DUI Rules & Regulations
May 26, 2016
Notable changes in DUI penalties in the State of Pennsylvania demand attention from drunk drivers. At Logue Law Group, our expertise allows us to closely track these updates, revealing an unfavorable outlook for those who choose to drink and drive recklessly. It is important to recognize that even the influence of certain prescription drugs, when prescribed by a doctor, can result in a DUI charge. Stay informed to stay safe.
October 3, 2017
In August 2017, Pennsylvania implemented significant changes to its DUI laws, specifically targeting first-time offenders. Now, individuals charged with their initial DUI offense are required to install a special device in their vehicles. This device actively measures their Blood Alcohol Content (BAC) before permitting ignition. Offenders are responsible for bearing the cost of this ignition interlock device, which analyzes the driver’s breath and only allows vehicle activation if the BAC remains below the legal limit of .08%. Additionally, the device provides multiple attempts for accuracy, allowing a five-minute hold if the initial BAC is too high, and triggering a thirty-minute lockout period after a second unsuccessful attempt.
Not only are first-time DUI offenders required to install the device, but they are also granted permission to drive to work with an ignition interlock license. This license is valid for a year, during which time the device must remain installed in their vehicle. The installation of the ignition interlock device is conducted by approved PennDOT mechanics and costs approximately $100 per year.
Previously, a first-time DUI conviction resulted in an automatic year-long suspension of the driver’s license. However, under the new law, individuals who refuse to submit to a blood-alcohol test during their initial offense have the option to install the interlock device. After serving a six-month license suspension, regardless of its original duration, they can regain their driving privileges. Prior to this change, refusing a blood-alcohol test led to a suspension period ranging from one to 18 months.
To prevent any attempts to trick the system, the device now conducts random tests while the vehicle is in motion, with the driver present. This “rolling re-test” ensures the integrity of the process.

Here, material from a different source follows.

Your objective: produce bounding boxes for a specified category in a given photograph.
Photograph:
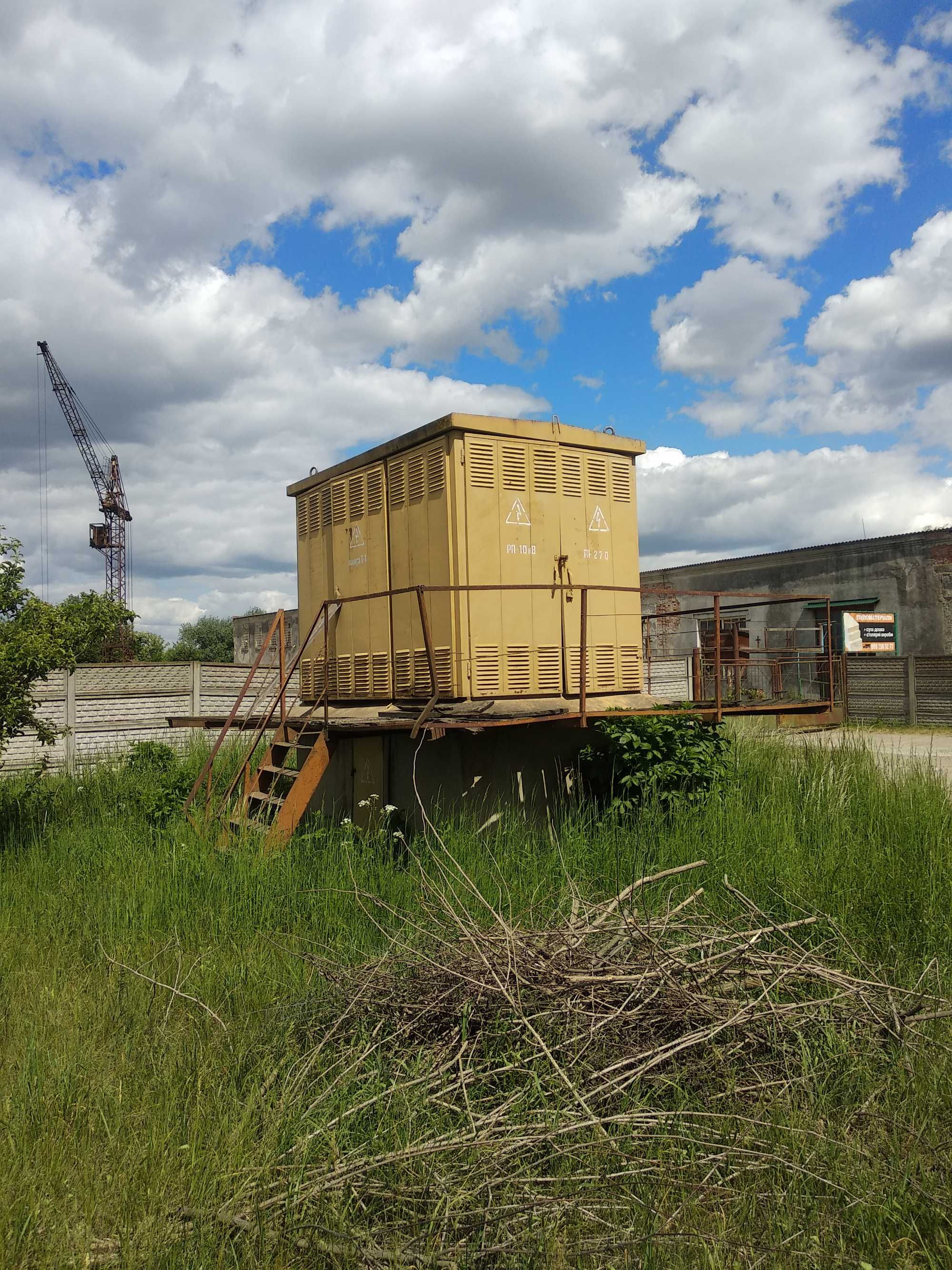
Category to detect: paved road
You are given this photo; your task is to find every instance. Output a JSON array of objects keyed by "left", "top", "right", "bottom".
[{"left": 791, "top": 728, "right": 952, "bottom": 781}]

In the past, ignition interlock devices were primarily used for repeat DUI offenders. However, with Pennsylvania’s recent DUI legislation amendments, even first-time offenders are now subject to the installation of these devices. These changes aim to enhance safety on the roads and discourage drunk driving incidents.
The change in the law has been primarily motivated by the large number of individuals whose job security was compromised due to suspended licenses. These individuals faced challenges finding transportation to work, which resulted in lost employment opportunities, reduced working hours, and financial hardships. Consequently, many resorted to driving with suspended licenses, further exacerbating their legal and financial burdens.
Moreover, beyond the scope of livelihood and financial concerns, parents whose licenses were suspended due to DUI offenses often experienced the heartbreak of missing out on family events and being unable to actively participate in their children’s activities.
Update July 1, 2019:
We have some important updates regarding DUI laws in Pennsylvania that took effect on December 23, 2018, just in time for Christmas Eve.
For individuals facing a third High-DUI offense, the consequences are now more severe. A conviction for a High-DUI offense, where blood alcohol content reaches 0.16 percent or higher, could result in a felony charge.
Similarly, those who face a fourth or subsequent DUI will also be subject to the same charges.
In the tragic event of causing a fatality while driving under the influence, individuals may face a first-degree felony, accompanied by an additional five years of prison time.
Additionally, driving without a license and committing aggravated assault will lead to increased penalties. Specifically, the prison term for aggravated assault is extended by two years.
The new law also imposes higher fines and jail terms for driving under suspension resulting from a previous DUI. For a first offense, the conviction carries a minimum of $500 in fines and a maximum of 60 days in jail. A second offense mandates a minimum jail term of 90 days, coupled with a $1,000 fine.